Once that the model is fitted we have to check if there are convergence problems. We might get divergent transitions after warmup. In general if there are few divergent transitions (taking into account the total number of iterations) and there are no other problems like high `Rhat` values we can continue with our analysis. 

We can obtain a summary of the posterior distributions of the coefficients of the fitted model:

```{r}
horseshoe_model$fit
```

Apart from the fitted model this `horseshoe` object also contains the data, the response, the design and dummy matrices, the kind of response and the subgroup names.

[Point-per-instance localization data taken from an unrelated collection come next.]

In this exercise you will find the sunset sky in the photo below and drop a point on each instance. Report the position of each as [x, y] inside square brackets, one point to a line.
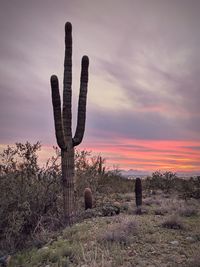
[143, 108]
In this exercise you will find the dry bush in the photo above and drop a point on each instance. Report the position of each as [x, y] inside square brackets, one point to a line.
[188, 211]
[121, 232]
[173, 222]
[30, 195]
[194, 262]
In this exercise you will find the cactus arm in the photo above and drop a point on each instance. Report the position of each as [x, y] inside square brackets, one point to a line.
[80, 128]
[67, 82]
[57, 111]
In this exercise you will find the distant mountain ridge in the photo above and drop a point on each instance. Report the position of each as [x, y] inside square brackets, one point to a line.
[134, 172]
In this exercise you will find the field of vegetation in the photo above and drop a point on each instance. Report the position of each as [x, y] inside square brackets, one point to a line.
[32, 232]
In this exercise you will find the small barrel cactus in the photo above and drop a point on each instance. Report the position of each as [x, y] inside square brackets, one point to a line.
[88, 198]
[138, 195]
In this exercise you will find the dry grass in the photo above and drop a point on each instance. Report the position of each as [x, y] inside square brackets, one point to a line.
[173, 222]
[121, 232]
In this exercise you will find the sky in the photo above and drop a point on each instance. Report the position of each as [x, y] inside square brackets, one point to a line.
[143, 110]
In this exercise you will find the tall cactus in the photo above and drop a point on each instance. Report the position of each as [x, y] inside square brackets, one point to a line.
[63, 122]
[138, 195]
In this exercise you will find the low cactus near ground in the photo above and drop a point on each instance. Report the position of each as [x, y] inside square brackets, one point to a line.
[138, 194]
[88, 198]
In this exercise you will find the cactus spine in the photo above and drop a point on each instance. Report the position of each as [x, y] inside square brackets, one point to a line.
[138, 195]
[63, 122]
[88, 198]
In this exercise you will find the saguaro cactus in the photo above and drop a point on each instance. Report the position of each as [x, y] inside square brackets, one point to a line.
[63, 122]
[138, 195]
[88, 198]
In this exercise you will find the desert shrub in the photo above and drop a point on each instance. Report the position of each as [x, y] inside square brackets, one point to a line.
[173, 222]
[87, 170]
[190, 188]
[121, 232]
[163, 181]
[188, 211]
[29, 198]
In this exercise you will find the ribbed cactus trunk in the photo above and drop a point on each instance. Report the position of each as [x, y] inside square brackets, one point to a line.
[138, 195]
[63, 122]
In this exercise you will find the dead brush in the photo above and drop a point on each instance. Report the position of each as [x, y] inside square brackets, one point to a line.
[122, 232]
[173, 222]
[188, 211]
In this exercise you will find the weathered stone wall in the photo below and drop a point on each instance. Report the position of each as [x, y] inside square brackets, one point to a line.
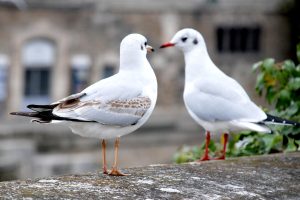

We are now going to call summary of this object to obtain the subgroup hazard ratio estimates. With this summary we are also going to obtain the samples of the approximate posterior distribution of the subgroup hazard ratios. The estimates are just the median of this approximate posterior distribution. We should select a confidence level in order to obtain credible intervals for the subgroup treatment effects. The default confidence level is 95%. 

```{r}
summary_horseshoe <- summary(horseshoe_model, conf = 0.9)
summary_horseshoe
```

We can obtain a forest plot with the treatment effect estimates and the credible intervals.

```{r, fig.dim = c(6, 6)}
plot(summary_horseshoe)
```


## Comparison of the Methods

A last useful thing that we can do is to compare the different treatment effect estimates. For that we are first going to generate a data set with all the estimated hazard ratios and then we are going to plot all of them in a common forest plot.

```{r}
comparison_data <- compare(naivepop_model, naive_model, ridge_model, lasso_model, horseshoe_model)
comparison_data
```

Now we plot all the estimated subgroup hazard ratios and we add a vertical line indicating the value of the overall hazard ratio. 

```{r, fig.dim = c(6, 6)}
plot(comparison_data)
```

In the case of having survival data the procedure would be analogous but instead of having survival `resptype` we would have binary. Also the response variable should be a numeric variable with 1 and 0 and there would be no status variable.